C'est pourquoi ce temple, pour
répondre
au souci d'Adolphe Monod, ressemble à une église
anglicane (ce sont les églises anglaises et américaines
qui l'ont en partie financé) et à une église
catholique, pour ne pas choquer la population catholique de Carcassonne
par une construction d'un temple trop protestant.
Nous
avons dans les
archives le détail des factures.
[Document (Liste des
factures du 8
Octobre 1891)]
Construit en deux ans, le
temple est
inauguré le 6 novembre 1890 en présence de nombreux
pasteurs, le sermon est prononcé par le pasteur Edouard Monod de
Mazamet, frère d'Adolphe.
Nous avons retrouvé une lettre
écrite au lendemain de l'inauguration, il nous a paru
intéressant de vous la lire :
[Document (lettre de
l’architecte)]
Pour l'occasion Edouard Monod a
composé
ce cantique que nous écoutons, chanté par la
chorale : Cant. « Toi dont les cieux sont le vrai
sanctuaire »
Voici
la fin du
récit de Mme Claudine Rives-Monod.
Il
y a un autre
récit de M. Brissaud, qui nous ramène jusqu'aux
années 60.
A la séparation des Eglises et
de l'Etat,
la communauté entre dans l'union des Eglises
Réformées Evangéliques, et en 1933 dans l'Eglise
Réformée de France, VIIe Région. En 1952, avec
Béziers, Narbonne, Perpignan et Collioure, elle forme, dans la
VIIe, le Consistoire du Bas-Languedoc-Roussillon, mais reste dans la
VIIe quand les quatre autres se rattachent à la VIIIe
Région en 1962.
La paroisse doit compter alors
quelque 450
personnes, (230 feux) dont la moitié s'échelonnent le
long de la vallée de l'Aude jusqu'aux Pyrénées et
dans les Corbières, sur les terres du Lauraguais, dans les
vallées de la Montagne Noire et dans le Minervois jusqu'à
Lézignan et Olonzac exclusivement, soit sur environ 100 km N-S
et 60 km E-O. Par le jeu des mariages, des foyers de souche audoise se
sont formés, de milieu modeste au départ, mais la
population paroissiale se renouvelle sans cesse par arrivées et
départs.
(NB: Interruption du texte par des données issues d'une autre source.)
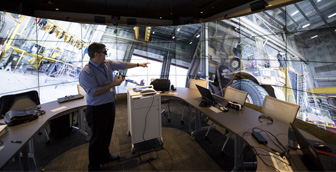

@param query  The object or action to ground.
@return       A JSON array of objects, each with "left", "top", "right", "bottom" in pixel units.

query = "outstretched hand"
[{"left": 139, "top": 62, "right": 149, "bottom": 67}]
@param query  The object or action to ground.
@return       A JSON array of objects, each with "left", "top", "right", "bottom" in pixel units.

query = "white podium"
[{"left": 127, "top": 85, "right": 163, "bottom": 153}]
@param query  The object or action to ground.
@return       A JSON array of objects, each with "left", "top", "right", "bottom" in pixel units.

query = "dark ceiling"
[{"left": 2, "top": 0, "right": 255, "bottom": 22}]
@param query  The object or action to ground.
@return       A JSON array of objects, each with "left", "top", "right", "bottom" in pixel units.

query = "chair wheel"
[
  {"left": 205, "top": 136, "right": 209, "bottom": 140},
  {"left": 181, "top": 120, "right": 184, "bottom": 125},
  {"left": 168, "top": 119, "right": 171, "bottom": 122},
  {"left": 45, "top": 140, "right": 50, "bottom": 144}
]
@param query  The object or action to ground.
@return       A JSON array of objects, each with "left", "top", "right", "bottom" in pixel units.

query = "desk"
[
  {"left": 0, "top": 98, "right": 87, "bottom": 170},
  {"left": 161, "top": 88, "right": 309, "bottom": 171},
  {"left": 0, "top": 88, "right": 313, "bottom": 171}
]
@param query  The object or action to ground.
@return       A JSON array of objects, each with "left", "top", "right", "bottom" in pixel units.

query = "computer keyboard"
[
  {"left": 57, "top": 94, "right": 84, "bottom": 103},
  {"left": 214, "top": 96, "right": 225, "bottom": 104},
  {"left": 269, "top": 152, "right": 292, "bottom": 172}
]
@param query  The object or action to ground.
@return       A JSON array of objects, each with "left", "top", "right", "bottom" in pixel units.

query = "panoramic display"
[{"left": 0, "top": 0, "right": 335, "bottom": 133}]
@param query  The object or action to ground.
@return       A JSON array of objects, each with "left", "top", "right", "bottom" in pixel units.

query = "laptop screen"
[
  {"left": 196, "top": 84, "right": 216, "bottom": 104},
  {"left": 290, "top": 123, "right": 325, "bottom": 171}
]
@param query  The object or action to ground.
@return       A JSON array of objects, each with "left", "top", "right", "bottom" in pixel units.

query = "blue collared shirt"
[{"left": 79, "top": 59, "right": 126, "bottom": 106}]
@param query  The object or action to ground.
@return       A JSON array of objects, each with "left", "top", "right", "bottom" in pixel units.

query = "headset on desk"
[{"left": 227, "top": 101, "right": 243, "bottom": 111}]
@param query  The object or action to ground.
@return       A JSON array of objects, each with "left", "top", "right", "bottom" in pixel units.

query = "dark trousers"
[{"left": 86, "top": 102, "right": 115, "bottom": 170}]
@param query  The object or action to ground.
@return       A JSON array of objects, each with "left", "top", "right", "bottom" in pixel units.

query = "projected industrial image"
[{"left": 0, "top": 0, "right": 335, "bottom": 133}]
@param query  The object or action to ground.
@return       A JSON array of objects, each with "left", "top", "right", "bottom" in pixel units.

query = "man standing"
[{"left": 79, "top": 42, "right": 148, "bottom": 171}]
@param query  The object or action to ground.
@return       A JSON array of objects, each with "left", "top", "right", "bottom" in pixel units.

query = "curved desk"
[
  {"left": 0, "top": 97, "right": 87, "bottom": 170},
  {"left": 161, "top": 88, "right": 305, "bottom": 171},
  {"left": 1, "top": 88, "right": 308, "bottom": 171}
]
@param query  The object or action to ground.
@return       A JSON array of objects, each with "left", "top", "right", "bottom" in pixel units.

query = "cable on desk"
[
  {"left": 251, "top": 127, "right": 299, "bottom": 169},
  {"left": 249, "top": 145, "right": 282, "bottom": 172},
  {"left": 243, "top": 127, "right": 297, "bottom": 170},
  {"left": 252, "top": 127, "right": 286, "bottom": 153}
]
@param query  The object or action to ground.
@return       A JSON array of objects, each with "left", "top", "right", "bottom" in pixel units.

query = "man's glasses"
[{"left": 99, "top": 49, "right": 108, "bottom": 55}]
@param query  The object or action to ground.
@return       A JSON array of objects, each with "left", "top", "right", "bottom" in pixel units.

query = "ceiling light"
[
  {"left": 196, "top": 34, "right": 200, "bottom": 38},
  {"left": 302, "top": 24, "right": 310, "bottom": 28},
  {"left": 311, "top": 35, "right": 318, "bottom": 39},
  {"left": 160, "top": 17, "right": 162, "bottom": 19},
  {"left": 291, "top": 11, "right": 299, "bottom": 16},
  {"left": 328, "top": 13, "right": 336, "bottom": 18},
  {"left": 200, "top": 11, "right": 203, "bottom": 14},
  {"left": 55, "top": 8, "right": 59, "bottom": 11}
]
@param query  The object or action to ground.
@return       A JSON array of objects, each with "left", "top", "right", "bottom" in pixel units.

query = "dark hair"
[{"left": 87, "top": 42, "right": 105, "bottom": 59}]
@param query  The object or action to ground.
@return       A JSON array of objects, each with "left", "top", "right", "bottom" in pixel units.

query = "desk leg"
[
  {"left": 190, "top": 110, "right": 198, "bottom": 140},
  {"left": 28, "top": 139, "right": 37, "bottom": 167},
  {"left": 21, "top": 143, "right": 29, "bottom": 171},
  {"left": 188, "top": 105, "right": 193, "bottom": 134},
  {"left": 233, "top": 134, "right": 244, "bottom": 171},
  {"left": 73, "top": 108, "right": 89, "bottom": 141},
  {"left": 233, "top": 135, "right": 257, "bottom": 171}
]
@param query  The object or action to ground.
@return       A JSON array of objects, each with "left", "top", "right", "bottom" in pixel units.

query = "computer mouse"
[{"left": 313, "top": 143, "right": 333, "bottom": 153}]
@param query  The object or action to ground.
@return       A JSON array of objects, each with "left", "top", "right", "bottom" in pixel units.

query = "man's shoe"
[
  {"left": 88, "top": 164, "right": 101, "bottom": 171},
  {"left": 102, "top": 154, "right": 119, "bottom": 163}
]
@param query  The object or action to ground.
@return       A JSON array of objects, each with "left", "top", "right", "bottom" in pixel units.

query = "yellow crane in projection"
[{"left": 0, "top": 13, "right": 88, "bottom": 70}]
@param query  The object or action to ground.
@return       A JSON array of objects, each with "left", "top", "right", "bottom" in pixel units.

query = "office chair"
[
  {"left": 261, "top": 96, "right": 300, "bottom": 124},
  {"left": 223, "top": 87, "right": 248, "bottom": 105},
  {"left": 189, "top": 78, "right": 208, "bottom": 89},
  {"left": 77, "top": 84, "right": 86, "bottom": 96},
  {"left": 181, "top": 79, "right": 208, "bottom": 124},
  {"left": 204, "top": 87, "right": 248, "bottom": 153},
  {"left": 0, "top": 90, "right": 45, "bottom": 167}
]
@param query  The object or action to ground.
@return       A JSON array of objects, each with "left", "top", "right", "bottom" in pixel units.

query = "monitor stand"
[{"left": 199, "top": 100, "right": 213, "bottom": 107}]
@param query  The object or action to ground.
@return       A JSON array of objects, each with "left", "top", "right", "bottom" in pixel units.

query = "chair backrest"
[
  {"left": 0, "top": 90, "right": 40, "bottom": 116},
  {"left": 261, "top": 96, "right": 300, "bottom": 124},
  {"left": 77, "top": 84, "right": 86, "bottom": 96},
  {"left": 224, "top": 86, "right": 248, "bottom": 105},
  {"left": 189, "top": 79, "right": 208, "bottom": 89}
]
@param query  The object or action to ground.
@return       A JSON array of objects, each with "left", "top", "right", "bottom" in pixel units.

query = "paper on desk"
[
  {"left": 208, "top": 106, "right": 222, "bottom": 113},
  {"left": 168, "top": 92, "right": 178, "bottom": 95},
  {"left": 51, "top": 106, "right": 67, "bottom": 112}
]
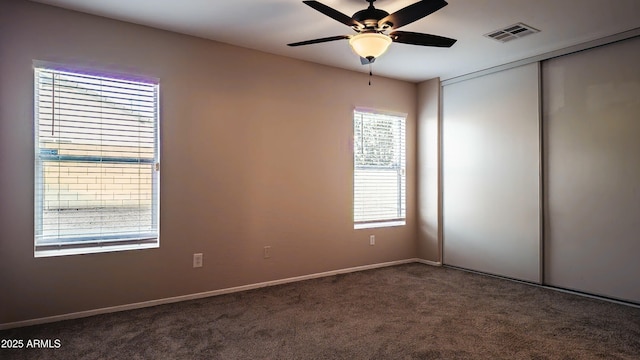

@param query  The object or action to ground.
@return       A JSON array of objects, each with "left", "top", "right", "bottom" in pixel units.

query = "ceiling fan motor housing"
[{"left": 352, "top": 5, "right": 390, "bottom": 30}]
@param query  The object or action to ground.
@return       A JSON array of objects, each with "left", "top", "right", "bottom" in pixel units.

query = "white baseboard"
[
  {"left": 415, "top": 259, "right": 442, "bottom": 266},
  {"left": 1, "top": 258, "right": 426, "bottom": 330}
]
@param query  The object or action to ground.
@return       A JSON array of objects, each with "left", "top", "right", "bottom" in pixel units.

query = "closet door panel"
[
  {"left": 443, "top": 63, "right": 541, "bottom": 283},
  {"left": 543, "top": 36, "right": 640, "bottom": 303}
]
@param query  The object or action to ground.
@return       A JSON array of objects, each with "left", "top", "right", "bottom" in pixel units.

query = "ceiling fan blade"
[
  {"left": 287, "top": 35, "right": 350, "bottom": 47},
  {"left": 380, "top": 0, "right": 448, "bottom": 30},
  {"left": 390, "top": 31, "right": 457, "bottom": 47},
  {"left": 302, "top": 1, "right": 363, "bottom": 28},
  {"left": 360, "top": 57, "right": 376, "bottom": 65}
]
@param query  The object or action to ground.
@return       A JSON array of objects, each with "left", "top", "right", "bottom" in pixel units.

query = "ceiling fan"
[{"left": 288, "top": 0, "right": 457, "bottom": 64}]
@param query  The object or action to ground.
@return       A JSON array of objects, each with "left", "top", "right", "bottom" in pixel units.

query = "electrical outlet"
[
  {"left": 370, "top": 235, "right": 375, "bottom": 246},
  {"left": 193, "top": 253, "right": 203, "bottom": 268},
  {"left": 263, "top": 246, "right": 272, "bottom": 259}
]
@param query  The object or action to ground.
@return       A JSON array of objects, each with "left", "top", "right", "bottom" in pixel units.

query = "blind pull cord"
[
  {"left": 360, "top": 113, "right": 365, "bottom": 155},
  {"left": 51, "top": 73, "right": 56, "bottom": 136}
]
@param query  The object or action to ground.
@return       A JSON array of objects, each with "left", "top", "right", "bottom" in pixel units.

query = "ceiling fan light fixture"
[{"left": 349, "top": 33, "right": 392, "bottom": 59}]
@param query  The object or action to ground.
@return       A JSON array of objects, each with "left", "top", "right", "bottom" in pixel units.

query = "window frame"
[
  {"left": 353, "top": 107, "right": 407, "bottom": 229},
  {"left": 33, "top": 62, "right": 160, "bottom": 257}
]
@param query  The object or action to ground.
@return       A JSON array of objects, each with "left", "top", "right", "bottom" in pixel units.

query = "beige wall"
[
  {"left": 0, "top": 0, "right": 418, "bottom": 324},
  {"left": 416, "top": 79, "right": 441, "bottom": 262}
]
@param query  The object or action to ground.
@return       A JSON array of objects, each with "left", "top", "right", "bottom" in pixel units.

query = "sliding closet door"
[
  {"left": 442, "top": 63, "right": 541, "bottom": 283},
  {"left": 543, "top": 37, "right": 640, "bottom": 303}
]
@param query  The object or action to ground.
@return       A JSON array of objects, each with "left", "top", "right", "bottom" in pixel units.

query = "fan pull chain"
[{"left": 369, "top": 63, "right": 372, "bottom": 86}]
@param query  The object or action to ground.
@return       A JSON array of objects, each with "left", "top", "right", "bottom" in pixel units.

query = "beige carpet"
[{"left": 1, "top": 263, "right": 639, "bottom": 359}]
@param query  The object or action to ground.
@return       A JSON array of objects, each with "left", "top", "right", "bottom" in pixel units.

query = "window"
[
  {"left": 34, "top": 64, "right": 159, "bottom": 257},
  {"left": 353, "top": 108, "right": 406, "bottom": 229}
]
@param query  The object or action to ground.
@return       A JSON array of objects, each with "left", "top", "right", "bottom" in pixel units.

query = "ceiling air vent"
[{"left": 484, "top": 23, "right": 540, "bottom": 43}]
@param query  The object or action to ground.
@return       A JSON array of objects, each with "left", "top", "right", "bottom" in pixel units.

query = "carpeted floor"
[{"left": 1, "top": 263, "right": 639, "bottom": 359}]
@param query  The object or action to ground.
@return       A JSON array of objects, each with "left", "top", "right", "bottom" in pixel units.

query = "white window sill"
[
  {"left": 35, "top": 241, "right": 159, "bottom": 258},
  {"left": 354, "top": 221, "right": 406, "bottom": 230}
]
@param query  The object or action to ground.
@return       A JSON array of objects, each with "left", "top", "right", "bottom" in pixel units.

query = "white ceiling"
[{"left": 31, "top": 0, "right": 640, "bottom": 82}]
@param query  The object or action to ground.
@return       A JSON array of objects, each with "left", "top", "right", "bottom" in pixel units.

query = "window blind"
[
  {"left": 34, "top": 66, "right": 159, "bottom": 254},
  {"left": 353, "top": 109, "right": 406, "bottom": 227}
]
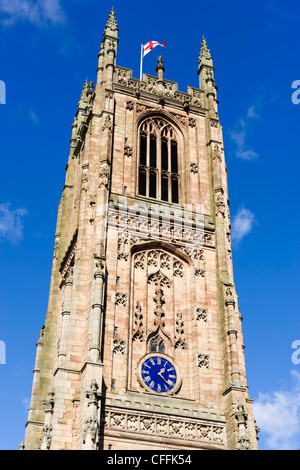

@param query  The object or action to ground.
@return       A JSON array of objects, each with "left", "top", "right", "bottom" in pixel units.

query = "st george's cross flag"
[{"left": 143, "top": 40, "right": 166, "bottom": 57}]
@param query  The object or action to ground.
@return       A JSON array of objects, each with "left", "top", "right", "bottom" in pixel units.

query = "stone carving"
[
  {"left": 174, "top": 114, "right": 187, "bottom": 126},
  {"left": 124, "top": 144, "right": 133, "bottom": 157},
  {"left": 132, "top": 301, "right": 144, "bottom": 342},
  {"left": 113, "top": 339, "right": 126, "bottom": 354},
  {"left": 147, "top": 250, "right": 159, "bottom": 267},
  {"left": 188, "top": 117, "right": 196, "bottom": 128},
  {"left": 153, "top": 287, "right": 166, "bottom": 328},
  {"left": 213, "top": 143, "right": 222, "bottom": 161},
  {"left": 195, "top": 268, "right": 205, "bottom": 277},
  {"left": 126, "top": 100, "right": 134, "bottom": 110},
  {"left": 107, "top": 205, "right": 214, "bottom": 249},
  {"left": 190, "top": 162, "right": 199, "bottom": 174},
  {"left": 94, "top": 259, "right": 105, "bottom": 279},
  {"left": 175, "top": 310, "right": 186, "bottom": 349},
  {"left": 147, "top": 76, "right": 158, "bottom": 95},
  {"left": 134, "top": 252, "right": 145, "bottom": 269},
  {"left": 191, "top": 89, "right": 203, "bottom": 107},
  {"left": 164, "top": 82, "right": 175, "bottom": 98},
  {"left": 198, "top": 354, "right": 210, "bottom": 369},
  {"left": 148, "top": 270, "right": 171, "bottom": 288},
  {"left": 173, "top": 260, "right": 184, "bottom": 277},
  {"left": 170, "top": 420, "right": 184, "bottom": 437},
  {"left": 117, "top": 69, "right": 130, "bottom": 86},
  {"left": 82, "top": 380, "right": 101, "bottom": 448},
  {"left": 110, "top": 412, "right": 126, "bottom": 428},
  {"left": 99, "top": 164, "right": 110, "bottom": 189},
  {"left": 65, "top": 265, "right": 74, "bottom": 285},
  {"left": 102, "top": 114, "right": 112, "bottom": 131},
  {"left": 215, "top": 188, "right": 225, "bottom": 217},
  {"left": 40, "top": 389, "right": 55, "bottom": 450},
  {"left": 115, "top": 293, "right": 128, "bottom": 306},
  {"left": 117, "top": 233, "right": 129, "bottom": 261},
  {"left": 235, "top": 402, "right": 250, "bottom": 450},
  {"left": 199, "top": 425, "right": 211, "bottom": 441},
  {"left": 196, "top": 308, "right": 208, "bottom": 322},
  {"left": 117, "top": 252, "right": 128, "bottom": 261},
  {"left": 160, "top": 253, "right": 171, "bottom": 270},
  {"left": 127, "top": 415, "right": 139, "bottom": 431},
  {"left": 140, "top": 416, "right": 155, "bottom": 432},
  {"left": 225, "top": 287, "right": 235, "bottom": 306},
  {"left": 39, "top": 425, "right": 52, "bottom": 450},
  {"left": 82, "top": 417, "right": 99, "bottom": 446},
  {"left": 104, "top": 408, "right": 226, "bottom": 446},
  {"left": 136, "top": 103, "right": 148, "bottom": 113},
  {"left": 193, "top": 249, "right": 204, "bottom": 260}
]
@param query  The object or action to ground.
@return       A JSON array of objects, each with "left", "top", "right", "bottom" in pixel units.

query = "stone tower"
[{"left": 23, "top": 9, "right": 258, "bottom": 451}]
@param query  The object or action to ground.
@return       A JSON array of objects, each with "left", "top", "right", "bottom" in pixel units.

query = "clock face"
[{"left": 140, "top": 355, "right": 178, "bottom": 394}]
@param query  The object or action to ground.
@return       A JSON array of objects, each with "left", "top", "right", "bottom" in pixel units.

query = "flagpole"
[{"left": 140, "top": 43, "right": 143, "bottom": 81}]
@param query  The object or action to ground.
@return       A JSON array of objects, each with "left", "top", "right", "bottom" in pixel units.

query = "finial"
[
  {"left": 199, "top": 36, "right": 212, "bottom": 63},
  {"left": 156, "top": 55, "right": 165, "bottom": 74},
  {"left": 104, "top": 7, "right": 118, "bottom": 33}
]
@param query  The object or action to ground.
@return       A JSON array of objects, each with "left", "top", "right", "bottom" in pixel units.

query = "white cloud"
[
  {"left": 253, "top": 371, "right": 300, "bottom": 450},
  {"left": 0, "top": 202, "right": 28, "bottom": 244},
  {"left": 229, "top": 104, "right": 260, "bottom": 160},
  {"left": 231, "top": 208, "right": 255, "bottom": 243},
  {"left": 29, "top": 108, "right": 40, "bottom": 125},
  {"left": 247, "top": 105, "right": 260, "bottom": 119},
  {"left": 0, "top": 0, "right": 65, "bottom": 26}
]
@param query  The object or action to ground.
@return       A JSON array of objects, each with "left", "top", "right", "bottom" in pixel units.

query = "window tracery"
[{"left": 138, "top": 118, "right": 179, "bottom": 203}]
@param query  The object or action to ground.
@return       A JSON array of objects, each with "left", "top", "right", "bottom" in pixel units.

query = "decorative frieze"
[
  {"left": 107, "top": 202, "right": 215, "bottom": 249},
  {"left": 104, "top": 408, "right": 225, "bottom": 446}
]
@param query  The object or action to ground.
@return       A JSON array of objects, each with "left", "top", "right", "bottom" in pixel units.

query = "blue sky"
[{"left": 0, "top": 0, "right": 300, "bottom": 450}]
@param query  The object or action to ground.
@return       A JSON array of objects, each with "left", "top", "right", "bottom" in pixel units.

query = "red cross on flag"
[{"left": 143, "top": 40, "right": 166, "bottom": 57}]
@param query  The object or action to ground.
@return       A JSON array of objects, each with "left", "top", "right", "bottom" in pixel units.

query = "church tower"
[{"left": 23, "top": 10, "right": 258, "bottom": 451}]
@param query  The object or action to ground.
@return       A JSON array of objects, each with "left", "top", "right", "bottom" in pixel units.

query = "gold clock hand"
[{"left": 158, "top": 368, "right": 169, "bottom": 384}]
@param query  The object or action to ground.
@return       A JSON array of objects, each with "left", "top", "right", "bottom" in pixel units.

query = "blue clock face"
[{"left": 141, "top": 356, "right": 178, "bottom": 393}]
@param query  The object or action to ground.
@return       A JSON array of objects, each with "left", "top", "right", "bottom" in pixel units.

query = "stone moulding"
[
  {"left": 113, "top": 66, "right": 205, "bottom": 109},
  {"left": 104, "top": 407, "right": 226, "bottom": 447},
  {"left": 107, "top": 205, "right": 215, "bottom": 250},
  {"left": 59, "top": 229, "right": 78, "bottom": 277}
]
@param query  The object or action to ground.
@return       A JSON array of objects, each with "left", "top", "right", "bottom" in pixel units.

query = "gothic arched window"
[
  {"left": 149, "top": 336, "right": 165, "bottom": 354},
  {"left": 138, "top": 118, "right": 179, "bottom": 203}
]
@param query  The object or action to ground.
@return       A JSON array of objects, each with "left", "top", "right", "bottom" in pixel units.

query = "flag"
[{"left": 143, "top": 41, "right": 166, "bottom": 57}]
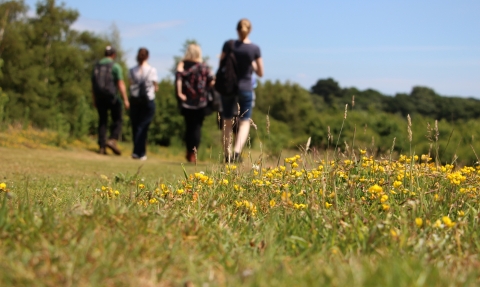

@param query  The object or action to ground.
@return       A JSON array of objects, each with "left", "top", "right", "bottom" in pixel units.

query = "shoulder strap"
[
  {"left": 129, "top": 68, "right": 135, "bottom": 82},
  {"left": 142, "top": 67, "right": 152, "bottom": 82},
  {"left": 184, "top": 62, "right": 201, "bottom": 75}
]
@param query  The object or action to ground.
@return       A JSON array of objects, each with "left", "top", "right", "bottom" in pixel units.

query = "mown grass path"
[{"left": 0, "top": 147, "right": 205, "bottom": 181}]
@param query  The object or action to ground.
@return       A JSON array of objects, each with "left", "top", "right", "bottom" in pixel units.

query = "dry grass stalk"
[
  {"left": 266, "top": 114, "right": 270, "bottom": 135},
  {"left": 327, "top": 126, "right": 332, "bottom": 144},
  {"left": 407, "top": 114, "right": 412, "bottom": 142}
]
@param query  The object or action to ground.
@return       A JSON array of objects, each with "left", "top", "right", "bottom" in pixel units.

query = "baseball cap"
[{"left": 105, "top": 45, "right": 116, "bottom": 56}]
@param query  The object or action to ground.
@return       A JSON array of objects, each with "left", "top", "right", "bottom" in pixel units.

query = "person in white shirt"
[{"left": 128, "top": 48, "right": 158, "bottom": 160}]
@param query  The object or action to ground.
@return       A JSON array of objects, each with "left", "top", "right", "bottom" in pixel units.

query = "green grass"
[{"left": 1, "top": 146, "right": 480, "bottom": 286}]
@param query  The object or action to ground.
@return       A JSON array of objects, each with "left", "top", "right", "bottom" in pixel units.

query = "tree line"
[{"left": 1, "top": 0, "right": 480, "bottom": 164}]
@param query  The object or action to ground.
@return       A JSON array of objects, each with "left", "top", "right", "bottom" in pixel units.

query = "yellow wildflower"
[
  {"left": 433, "top": 219, "right": 442, "bottom": 228},
  {"left": 281, "top": 191, "right": 291, "bottom": 201},
  {"left": 368, "top": 184, "right": 383, "bottom": 194},
  {"left": 380, "top": 195, "right": 388, "bottom": 203},
  {"left": 415, "top": 218, "right": 423, "bottom": 228},
  {"left": 138, "top": 183, "right": 145, "bottom": 189},
  {"left": 458, "top": 210, "right": 465, "bottom": 217},
  {"left": 177, "top": 189, "right": 184, "bottom": 195},
  {"left": 393, "top": 181, "right": 402, "bottom": 188},
  {"left": 325, "top": 202, "right": 332, "bottom": 209},
  {"left": 294, "top": 203, "right": 307, "bottom": 209},
  {"left": 442, "top": 216, "right": 455, "bottom": 228},
  {"left": 382, "top": 204, "right": 390, "bottom": 211},
  {"left": 269, "top": 199, "right": 276, "bottom": 207}
]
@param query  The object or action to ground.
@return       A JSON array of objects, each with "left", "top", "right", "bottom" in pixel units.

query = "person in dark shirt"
[{"left": 220, "top": 18, "right": 264, "bottom": 163}]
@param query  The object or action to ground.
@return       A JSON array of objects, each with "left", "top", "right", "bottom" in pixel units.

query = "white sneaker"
[{"left": 132, "top": 154, "right": 146, "bottom": 160}]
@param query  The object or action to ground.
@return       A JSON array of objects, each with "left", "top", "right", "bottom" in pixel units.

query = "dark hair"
[
  {"left": 105, "top": 46, "right": 116, "bottom": 57},
  {"left": 136, "top": 48, "right": 149, "bottom": 65}
]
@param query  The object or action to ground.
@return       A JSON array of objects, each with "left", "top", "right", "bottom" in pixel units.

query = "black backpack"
[
  {"left": 92, "top": 62, "right": 117, "bottom": 103},
  {"left": 214, "top": 40, "right": 238, "bottom": 96},
  {"left": 131, "top": 68, "right": 151, "bottom": 104}
]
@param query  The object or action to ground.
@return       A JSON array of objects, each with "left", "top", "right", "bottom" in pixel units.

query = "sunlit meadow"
[{"left": 1, "top": 119, "right": 480, "bottom": 286}]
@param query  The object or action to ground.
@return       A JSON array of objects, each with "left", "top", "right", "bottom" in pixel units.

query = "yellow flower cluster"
[
  {"left": 235, "top": 200, "right": 257, "bottom": 216},
  {"left": 285, "top": 155, "right": 301, "bottom": 168},
  {"left": 99, "top": 186, "right": 120, "bottom": 198},
  {"left": 0, "top": 182, "right": 7, "bottom": 192},
  {"left": 447, "top": 171, "right": 467, "bottom": 185},
  {"left": 192, "top": 172, "right": 214, "bottom": 186}
]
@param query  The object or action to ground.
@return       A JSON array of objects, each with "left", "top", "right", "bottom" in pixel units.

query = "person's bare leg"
[
  {"left": 222, "top": 119, "right": 233, "bottom": 161},
  {"left": 234, "top": 120, "right": 250, "bottom": 154}
]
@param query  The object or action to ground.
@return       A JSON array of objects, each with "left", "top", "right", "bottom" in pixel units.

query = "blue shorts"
[{"left": 221, "top": 90, "right": 253, "bottom": 121}]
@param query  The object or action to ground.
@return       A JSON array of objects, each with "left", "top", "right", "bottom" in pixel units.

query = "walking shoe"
[
  {"left": 186, "top": 151, "right": 196, "bottom": 163},
  {"left": 106, "top": 139, "right": 121, "bottom": 155},
  {"left": 132, "top": 154, "right": 147, "bottom": 161},
  {"left": 233, "top": 152, "right": 243, "bottom": 163},
  {"left": 99, "top": 147, "right": 107, "bottom": 155},
  {"left": 225, "top": 153, "right": 242, "bottom": 163}
]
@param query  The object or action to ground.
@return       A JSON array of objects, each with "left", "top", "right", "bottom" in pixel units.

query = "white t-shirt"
[{"left": 128, "top": 64, "right": 158, "bottom": 101}]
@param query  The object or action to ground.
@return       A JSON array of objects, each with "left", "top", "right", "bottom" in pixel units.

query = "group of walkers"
[{"left": 91, "top": 19, "right": 263, "bottom": 163}]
En 196? , Castelnaudary et l'Ouest de son
arrondissement, où de nouvelles familles se sont
installées, sont rattachées à l'Eglise, plus
proche, de Revel.
L'acquisition d'un presbytère avec dépendances en 1952 a permis le développement de la vie communautaire (catéchèse, scoutisme E.U. et F.F.E.U. et N., club de jeunes qui ont plus tard d'autres locaux dépendant d'une association 1901). Un temps, collaboration avec les Pentecôtistes (2 missions Th. Roberts). Et dans ce pays où, en dehors de Carcassonne, les Protestants étaient peu connus et parfois ne se faisaient pas connaître pour éviter des difficultés dans leur entourage, des contacts et activités œcuméniques se sont développés dans les années 60.